Produsen Mobil Menyerap Tarif dengan Pemotongan Harga
Ekspor menjadi penghambat utama pertumbuhan seiring semakin dalamnya dampak tarif AS. Produsen mobil, yang sebelumnya telah mempercepat pengiriman sebelum berlakunya tarif AS, mengalami penurunan volume. Meskipun sebagian besar menyerap tarif melalui penurunan harga, merosotnya nilai ekspor memengaruhi kinerja ekonomi secara keseluruhan.

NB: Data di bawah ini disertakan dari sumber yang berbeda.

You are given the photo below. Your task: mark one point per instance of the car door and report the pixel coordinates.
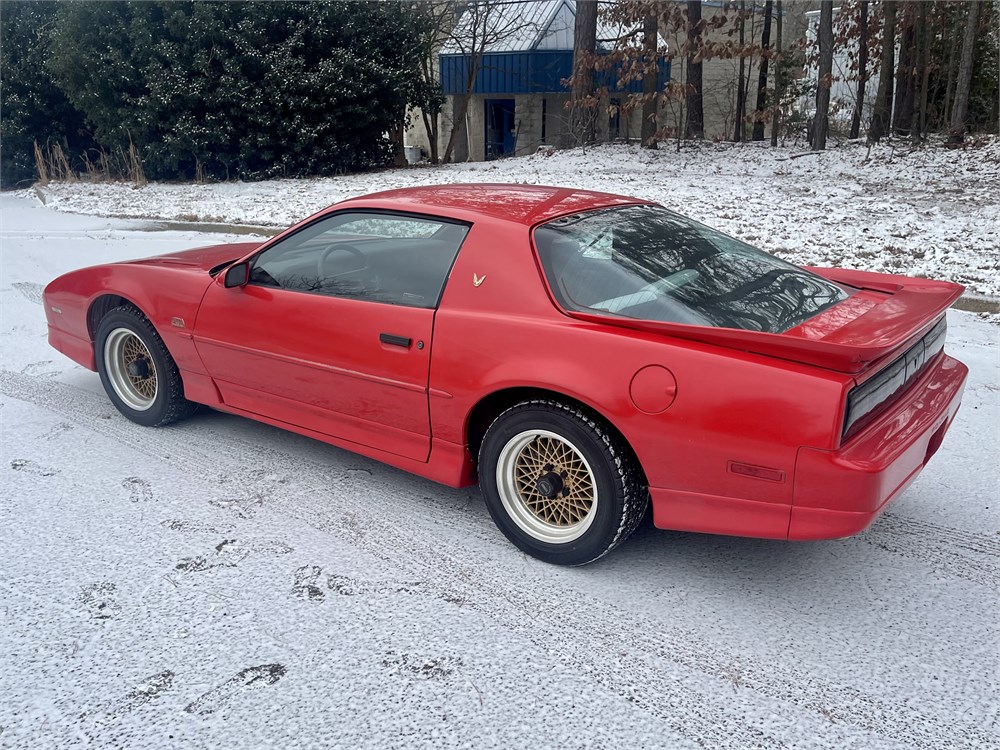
(333, 330)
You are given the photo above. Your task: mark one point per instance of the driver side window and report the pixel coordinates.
(374, 256)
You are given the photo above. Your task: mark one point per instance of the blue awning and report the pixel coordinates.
(535, 72)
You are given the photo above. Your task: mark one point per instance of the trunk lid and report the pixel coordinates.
(880, 320)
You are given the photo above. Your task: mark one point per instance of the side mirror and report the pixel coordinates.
(237, 275)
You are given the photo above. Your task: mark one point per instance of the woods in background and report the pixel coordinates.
(253, 90)
(944, 78)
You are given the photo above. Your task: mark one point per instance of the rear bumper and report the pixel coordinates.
(839, 493)
(836, 493)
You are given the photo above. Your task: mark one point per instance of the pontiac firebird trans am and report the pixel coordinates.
(583, 354)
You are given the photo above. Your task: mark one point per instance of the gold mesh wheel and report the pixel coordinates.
(130, 369)
(546, 486)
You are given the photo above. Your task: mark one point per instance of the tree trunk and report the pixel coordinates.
(949, 93)
(903, 111)
(883, 100)
(695, 108)
(821, 124)
(649, 82)
(960, 111)
(919, 83)
(459, 110)
(431, 128)
(862, 69)
(779, 80)
(765, 43)
(584, 45)
(741, 104)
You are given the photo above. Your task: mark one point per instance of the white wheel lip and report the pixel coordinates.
(114, 365)
(515, 506)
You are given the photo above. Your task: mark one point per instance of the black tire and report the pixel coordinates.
(150, 394)
(574, 508)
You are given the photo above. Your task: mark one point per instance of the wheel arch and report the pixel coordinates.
(101, 306)
(491, 406)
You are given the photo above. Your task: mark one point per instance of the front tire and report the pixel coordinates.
(559, 483)
(138, 373)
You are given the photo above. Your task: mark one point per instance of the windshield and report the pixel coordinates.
(649, 263)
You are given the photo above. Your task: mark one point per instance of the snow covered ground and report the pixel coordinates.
(928, 212)
(220, 583)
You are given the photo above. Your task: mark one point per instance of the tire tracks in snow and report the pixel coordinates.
(669, 673)
(963, 554)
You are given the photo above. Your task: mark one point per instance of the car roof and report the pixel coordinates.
(523, 204)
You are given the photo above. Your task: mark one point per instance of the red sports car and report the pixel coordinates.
(581, 353)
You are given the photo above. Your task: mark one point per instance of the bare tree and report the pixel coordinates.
(902, 112)
(918, 86)
(862, 68)
(779, 78)
(821, 123)
(741, 100)
(438, 21)
(960, 110)
(583, 115)
(883, 100)
(695, 105)
(649, 81)
(481, 25)
(765, 54)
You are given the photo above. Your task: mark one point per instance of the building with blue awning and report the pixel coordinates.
(518, 98)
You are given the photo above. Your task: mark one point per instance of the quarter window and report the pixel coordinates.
(389, 258)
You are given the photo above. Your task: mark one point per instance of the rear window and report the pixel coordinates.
(649, 263)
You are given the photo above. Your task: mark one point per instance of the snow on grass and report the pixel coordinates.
(931, 212)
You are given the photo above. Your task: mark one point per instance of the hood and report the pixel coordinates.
(202, 258)
(881, 317)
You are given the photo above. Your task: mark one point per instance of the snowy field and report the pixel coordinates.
(927, 212)
(222, 584)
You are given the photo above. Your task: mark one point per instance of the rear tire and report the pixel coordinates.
(559, 483)
(138, 373)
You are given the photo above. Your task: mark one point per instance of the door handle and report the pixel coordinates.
(388, 338)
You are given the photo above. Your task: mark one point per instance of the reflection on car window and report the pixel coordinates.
(379, 257)
(649, 263)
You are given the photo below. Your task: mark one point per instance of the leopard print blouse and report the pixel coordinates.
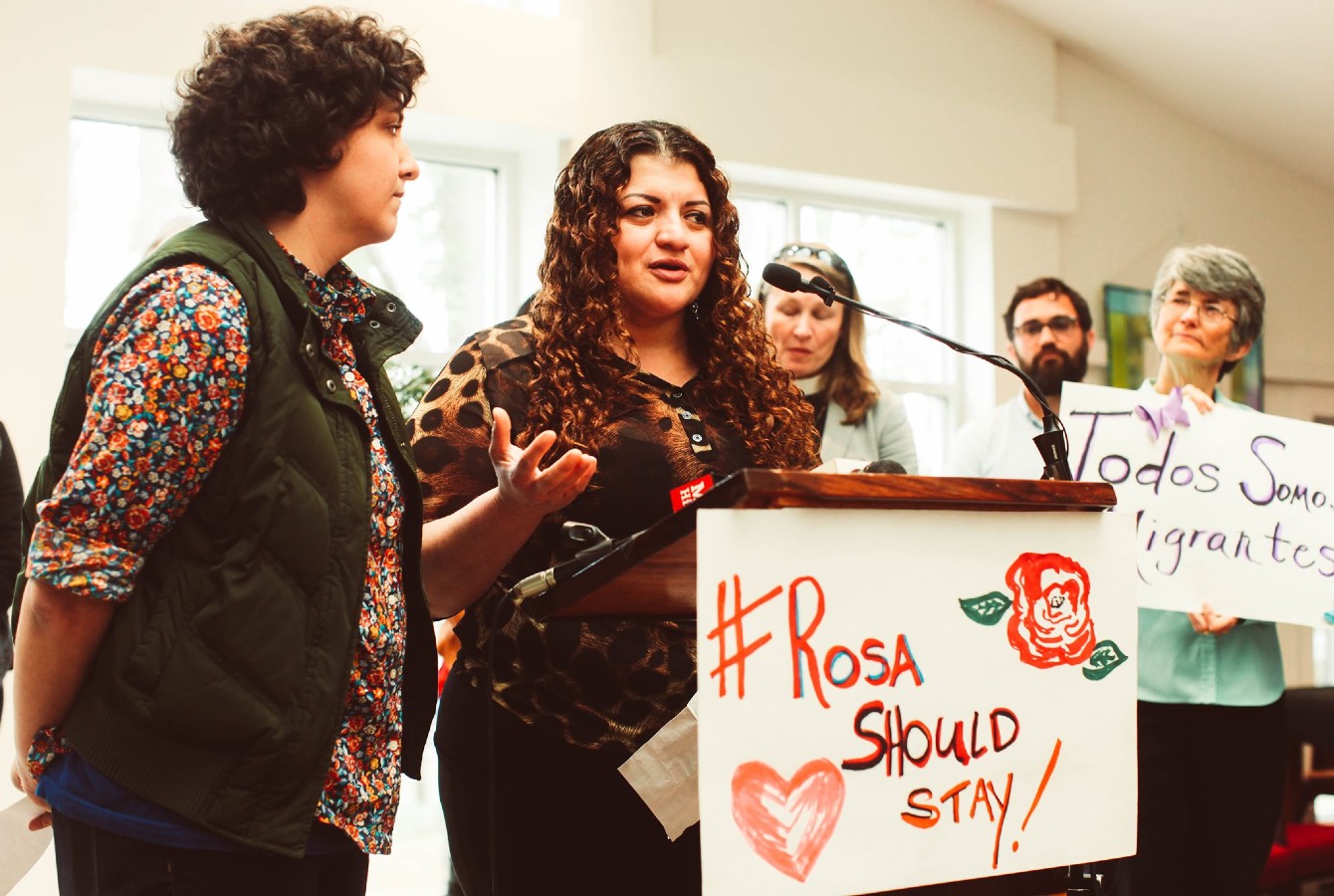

Permintaan eksternal neto, yang mengurangi impor dari ekspor, menurunkan PDB sebesar 0,2 poin persentase, membalikkan kontribusi positifnya sebesar 0,2 poin pada kuartal sebelumnya. Perjanjian perdagangan resmi AS-Jepang yang diterapkan pada bulan September memberlakukan tarif sebesar 15% untuk hampir semua impor Jepang, menggantikan tarif sebelumnya sebesar 27,5% untuk otomotif dan 25% untuk barang-barang lainnya.
Di dalam negeri, perekonomian menunjukkan sinyal yang beragam. Investasi perumahan melambat akibat pengetatan regulasi efisiensi energi yang diberlakukan pada bulan April. Namun, konsumsi swasta, yang menyumbang lebih dari separuh aktivitas ekonomi Jepang, naik 0,1%, sejalan dengan ekspektasi pasar meskipun tingginya biaya pangan mengurangi pengeluaran.
Belanja modal tumbuh sebesar 1,0%, jauh melampaui proyeksi 0,3% , menandakan berlanjutnya kepercayaan investasi di kalangan pelaku bisnis. “Konsumsi swasta meningkat selama enam kuartal berturut-turut, dan belanja modal meningkat selama empat kuartal berturut-turut,” ujar Menteri Revitalisasi Ekonomi Minoru Kiuchi. “Hal ini memperkuat pandangan kami bahwa perekonomian masih berada di jalur pemulihan yang moderat.”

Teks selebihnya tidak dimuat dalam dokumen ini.